Linux RedHat / Suse Kernel Panic analysis with kdump and crash.

Article:TECH144100  |  Created: 2010-11-12  |  Updated: 2012-08-26  |  Article URL http://www.symantec.com/docs/TECH144100
Article Type
Technical Solution



Issue



Some VxVM commands can be very I/O intensive and occasionally panic the system.  The root cause of the panic can be determined by examining the system core file.  However the system must be previously configured to generate and save the system core file.


Error



If the root cause is an I/O related hang, there may be no indication in the messages file about the hang or panic.  A core analysis may be needed.


Environment



This document uses the following configuration:

Redhat 5.5, SF 5.1, EMC Clariion Disk with multipath.


Solution



If the problem is repeatable, then enable kdump and load crash and kernel debug rpms on your machine.  In this example we are running Red Hat Enterprise Linux Server release 5.5 (Tikanga).  Verify that you have kernel headers, kernel-debuginfo-common and kernel-debuginfo, kdump and crash:


kernel-2.6.18-194.el5
kernel-headers-2.6.18-194.el5
kernel-devel-2.6.18-194.el5
crash-4.1.2-4.el5
system-config-kdump-1.0.14-4.el5
kernel-debuginfo-common-2.6.18-194.el5
kernel-debuginfo-2.6.18-194.el5
 

Some of these RPMs are on the install disk, others must be downloaded from RedHat at: ftp://ftp.redhat.com/pub/redhat/linux/enterprise/5Server/en/os/x86_64/Debuginfo/

For kernel-debug and kernel-debug-common rpms.

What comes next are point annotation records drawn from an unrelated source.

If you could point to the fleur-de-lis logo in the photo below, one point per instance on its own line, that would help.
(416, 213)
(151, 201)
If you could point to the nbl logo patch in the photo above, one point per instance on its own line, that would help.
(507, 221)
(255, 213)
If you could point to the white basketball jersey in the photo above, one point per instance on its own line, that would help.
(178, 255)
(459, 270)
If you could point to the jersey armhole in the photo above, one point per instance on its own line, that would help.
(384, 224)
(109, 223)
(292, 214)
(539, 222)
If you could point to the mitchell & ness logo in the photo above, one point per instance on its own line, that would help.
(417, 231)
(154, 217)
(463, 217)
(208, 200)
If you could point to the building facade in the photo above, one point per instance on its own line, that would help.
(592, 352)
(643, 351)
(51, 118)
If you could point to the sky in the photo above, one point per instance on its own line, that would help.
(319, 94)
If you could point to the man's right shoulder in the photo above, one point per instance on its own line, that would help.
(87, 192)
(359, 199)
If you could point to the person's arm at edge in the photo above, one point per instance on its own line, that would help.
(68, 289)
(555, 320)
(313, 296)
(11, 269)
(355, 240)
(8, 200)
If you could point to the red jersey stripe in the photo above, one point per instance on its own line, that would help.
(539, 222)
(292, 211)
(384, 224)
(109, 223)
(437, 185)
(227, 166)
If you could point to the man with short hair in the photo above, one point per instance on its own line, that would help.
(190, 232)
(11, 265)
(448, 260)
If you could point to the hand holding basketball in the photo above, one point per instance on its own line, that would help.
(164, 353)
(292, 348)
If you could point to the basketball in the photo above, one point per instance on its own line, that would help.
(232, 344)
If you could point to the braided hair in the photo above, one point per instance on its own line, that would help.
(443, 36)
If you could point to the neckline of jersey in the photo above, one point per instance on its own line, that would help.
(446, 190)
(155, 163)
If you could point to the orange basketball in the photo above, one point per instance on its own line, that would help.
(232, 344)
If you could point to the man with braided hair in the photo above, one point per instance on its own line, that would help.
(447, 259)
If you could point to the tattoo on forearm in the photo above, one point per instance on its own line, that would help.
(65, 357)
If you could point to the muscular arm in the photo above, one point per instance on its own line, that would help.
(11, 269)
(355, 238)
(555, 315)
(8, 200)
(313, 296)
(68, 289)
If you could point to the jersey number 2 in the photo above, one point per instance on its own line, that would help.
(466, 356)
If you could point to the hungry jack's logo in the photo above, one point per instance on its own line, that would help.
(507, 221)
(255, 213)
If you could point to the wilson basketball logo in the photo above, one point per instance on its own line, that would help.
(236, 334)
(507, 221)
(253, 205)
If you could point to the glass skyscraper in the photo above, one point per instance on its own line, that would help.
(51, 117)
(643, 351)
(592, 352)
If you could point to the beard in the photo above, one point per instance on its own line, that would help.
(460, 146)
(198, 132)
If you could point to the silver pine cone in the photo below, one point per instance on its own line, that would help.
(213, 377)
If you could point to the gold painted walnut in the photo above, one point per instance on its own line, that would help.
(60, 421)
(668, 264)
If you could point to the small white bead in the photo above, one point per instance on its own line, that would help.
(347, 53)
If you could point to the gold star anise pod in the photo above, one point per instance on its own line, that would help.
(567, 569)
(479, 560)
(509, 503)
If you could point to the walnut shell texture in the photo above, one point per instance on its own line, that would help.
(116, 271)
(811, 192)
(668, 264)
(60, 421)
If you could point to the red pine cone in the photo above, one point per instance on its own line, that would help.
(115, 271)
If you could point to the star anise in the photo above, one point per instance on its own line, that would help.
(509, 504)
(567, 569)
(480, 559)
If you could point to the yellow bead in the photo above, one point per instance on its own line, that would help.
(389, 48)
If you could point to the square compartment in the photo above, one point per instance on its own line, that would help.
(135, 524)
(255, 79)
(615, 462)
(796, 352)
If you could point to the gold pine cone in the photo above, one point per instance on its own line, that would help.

 First, configure kdump.  Few admins seem to do this on linux system, but it can be done with the graphic GUI tool :   /usr/bin/system-config-kdump.  Using this utility will reserve 128 MB from your system memory for the "crash kernel" that does the dump.

Add or modify /etc/sysctl.conf to add these parameters:

...

# Controls the System Request debugging functionality of the kernel
kernel.sysrq = 1

# Enable auto system reboot after system crash
kernel.panic = 60
...

Set these parameters interactivly on the OS command line if desired:

[]# sysctl -w kernel.sysrq=1
[]# sysctl -w kernel.panic=60
 

-----  After the Crash ----

In this test case, the panic problem was recreated and the system core was written to /var/crash/<date:time>/vmcore.  Crash analysis can begin with the following command:

# crash /boot/System.map-2.6.18-194.el5 /usr/lib/debug/lib/modules/2.6.18-194.el5/vmlinux ./vmcore 
 

This shows that the last command issued was the OS "vol_id" command.  (This information is shown by default when the utility is run.)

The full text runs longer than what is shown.